Chasqueo la lengua y jugueteo con las hilachas desgastadas que sobresalen de los bolsillos. —No lo reniego, pero... ¿De verdad crees que me veo bien usando ésto?

—¡Bien es poco! —bufa cepillándose el pelo, y haciéndose una media coleta—. Te queda espectacular. Deberías vestirlos más a menudo. Tus piernas fueron genéticamente diseñadas para usar shorts de jeans.

Giro una vuelta completa frente al espejo y después de oír las palabras alentadoras de Ámbar, me observo a detalle. Jamás en la vida me había vestido así. Es una mezcla que une lo sexy, con lo casual, y lo moderno, con lo clásico.

Me gusta. Y es un gran avance para mí, pero tanto me gusta que me siento insegura. No quisiera que al bajar las escaleras, mi madre otra vez venga con su repertorio y esa frase hiriente, de que le parezco una cualquiera.

—Anoche, mamá se enfadó conmigo por el vestido revelador —musito, deslizando mis manos por mi abdomen desnudo. La camiseta holgada de los Rolling Stone, de color negro y una enorme boca roja, tan sólo llega un poco más arriba del ombligo—. Y de antemano te doy la razón, pero con honestidad, no me hace muy feliz el que me diga que parezco una cualquiera.

—¡Ay sí, como si ella en su juventud no se hubiera levantado la falda del uniforme colegial porque quería enseñar más que pantorrillas! —espeta, aproximándose y peinándome por décima ocasión el cabello—. Sé que te duele porque a ningún hijo le gusta, que los padres se comporten de forma absurda, pero piénsalo de está manera; los tiempos van cambiando y Sam debe entender que no estamos en el mil novecientos y pico. Que las modas son eso, modas. Y que no por usar prendas sexies, nos tienen que llamar cualquieras —pone los brazos en jarra cuándo termina de dar el último toque a mi peinado y contoneando sus caderas, enfundadas en un vestido floreado, corto, y entallado a la cintura se dirige a la cama, dónde en una bandeja reposa la botella de vino espumante, maní y papas chips—. Sino mira a la esposa del presidente— recalca, sirviéndose la burbujeante bebida Rosé en una copa—, se viste en Louis Vuitton, Dior, y Dolce, y cada fin de semana se escapa con un guardaespaldas distinto a la casa de campo de su marido, en Texas. ¡Las fotos en los programas de chismes lo comprueban!

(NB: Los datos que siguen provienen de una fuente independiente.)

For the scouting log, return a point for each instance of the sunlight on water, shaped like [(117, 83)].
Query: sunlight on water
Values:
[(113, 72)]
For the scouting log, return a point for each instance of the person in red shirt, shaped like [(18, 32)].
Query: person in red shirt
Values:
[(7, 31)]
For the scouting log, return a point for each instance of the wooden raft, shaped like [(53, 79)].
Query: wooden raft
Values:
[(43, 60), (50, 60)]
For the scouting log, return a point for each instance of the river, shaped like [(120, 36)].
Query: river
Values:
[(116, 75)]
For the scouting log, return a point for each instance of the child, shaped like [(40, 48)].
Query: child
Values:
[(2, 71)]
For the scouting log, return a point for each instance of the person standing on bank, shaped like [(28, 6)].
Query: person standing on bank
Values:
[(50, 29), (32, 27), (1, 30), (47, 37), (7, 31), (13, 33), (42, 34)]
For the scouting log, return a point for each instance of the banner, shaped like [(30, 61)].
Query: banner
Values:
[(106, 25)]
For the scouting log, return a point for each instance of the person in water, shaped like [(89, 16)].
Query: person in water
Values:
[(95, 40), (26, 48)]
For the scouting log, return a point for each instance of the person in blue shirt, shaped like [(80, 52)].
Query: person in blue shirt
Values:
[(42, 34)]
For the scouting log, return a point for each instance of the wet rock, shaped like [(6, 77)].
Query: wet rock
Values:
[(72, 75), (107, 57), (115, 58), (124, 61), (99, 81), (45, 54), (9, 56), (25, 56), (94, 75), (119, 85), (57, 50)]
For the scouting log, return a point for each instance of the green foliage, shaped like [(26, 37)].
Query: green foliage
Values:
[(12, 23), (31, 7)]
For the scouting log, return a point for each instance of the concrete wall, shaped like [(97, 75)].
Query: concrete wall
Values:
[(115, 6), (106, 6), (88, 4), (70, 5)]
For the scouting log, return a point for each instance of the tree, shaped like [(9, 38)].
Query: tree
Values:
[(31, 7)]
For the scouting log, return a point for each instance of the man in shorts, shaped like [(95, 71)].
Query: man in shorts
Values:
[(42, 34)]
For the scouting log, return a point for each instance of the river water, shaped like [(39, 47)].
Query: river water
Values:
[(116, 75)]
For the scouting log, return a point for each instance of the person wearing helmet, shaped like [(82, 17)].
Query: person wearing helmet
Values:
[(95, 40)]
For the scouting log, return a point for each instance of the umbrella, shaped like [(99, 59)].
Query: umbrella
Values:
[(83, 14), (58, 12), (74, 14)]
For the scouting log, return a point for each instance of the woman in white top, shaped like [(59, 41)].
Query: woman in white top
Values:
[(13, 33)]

—¡Ya decía yo que iba a darte la razón de antemano! —resoplo.

—¡Siempre lo haces! —se burla—. ¿Vino?

—Voy a manejar —contesto, pasándome un poco de base líquida en el rostro.

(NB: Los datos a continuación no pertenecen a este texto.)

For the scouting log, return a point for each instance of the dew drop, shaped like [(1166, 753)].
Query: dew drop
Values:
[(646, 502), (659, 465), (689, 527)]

—¿Vas a manejar? —repite embobada—. ¿Y con quién me emborracharé en la fiesta?

—Con nadie, porque no te vas a emborrachar —la reto, al tiempo que delineo mis ojos con lápiz negro—. Que vayamos a una fiesta no significa que tienes que perder el juicio, Ámbar.

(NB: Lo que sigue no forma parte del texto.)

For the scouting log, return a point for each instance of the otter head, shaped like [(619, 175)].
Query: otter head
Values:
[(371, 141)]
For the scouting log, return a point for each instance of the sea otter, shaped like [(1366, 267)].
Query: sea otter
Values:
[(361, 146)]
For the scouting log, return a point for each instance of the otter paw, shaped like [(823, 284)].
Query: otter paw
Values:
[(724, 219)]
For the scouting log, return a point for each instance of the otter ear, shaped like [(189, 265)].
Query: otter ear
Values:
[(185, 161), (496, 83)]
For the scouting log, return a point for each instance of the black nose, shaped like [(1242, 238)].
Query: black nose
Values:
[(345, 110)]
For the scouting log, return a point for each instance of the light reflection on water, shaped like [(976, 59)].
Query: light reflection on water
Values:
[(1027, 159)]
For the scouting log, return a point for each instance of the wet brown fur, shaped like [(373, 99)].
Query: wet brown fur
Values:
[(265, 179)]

—¡Pero yo quería beber tequila, ron y Martini y que nos lanzáramos a la piscina! —hace un mohín, sonríe y como una lunática, le da un sorbo largo a la bebida ácida—. ¡Por algo estuve varias horas de compras en lo que tú "trabajabas"!

—¡Estás loca! —refunfuño, finalizando el sutil maquillaje con un brillo en los labios—. Te dije que no sé nadar, y para colmo te aclaré decenas de veces, que si voy, es a bailar, a pasarla bien un rato, y a cuidarte a ti, de que no cometas imprudencias.

Eso, sin mencionar que después del acuerdo con Grayson, y tras haberlo hablado una tarde entera con David, también voy para encontrarme con Nicolas y averiguar cuánto me sea posible, del negocio turbio en el que está metido.

Mi precioso, Niko.
¡Hace tanto ya que no lo abrazo ni lo beso! Lo extraño muchísimo, y es imaginarlo permanentemente acompañado del tal Rafael, y por ende de su desquiciada hija que los celos, sumado a una gran molestia, me invaden; sin embargo luego pienso en lo solo que debe sentirse, y las ganas de ir a esa fiesta, sacarlo de un sitio al que no pertenece y comérmelo a besos, aumentan.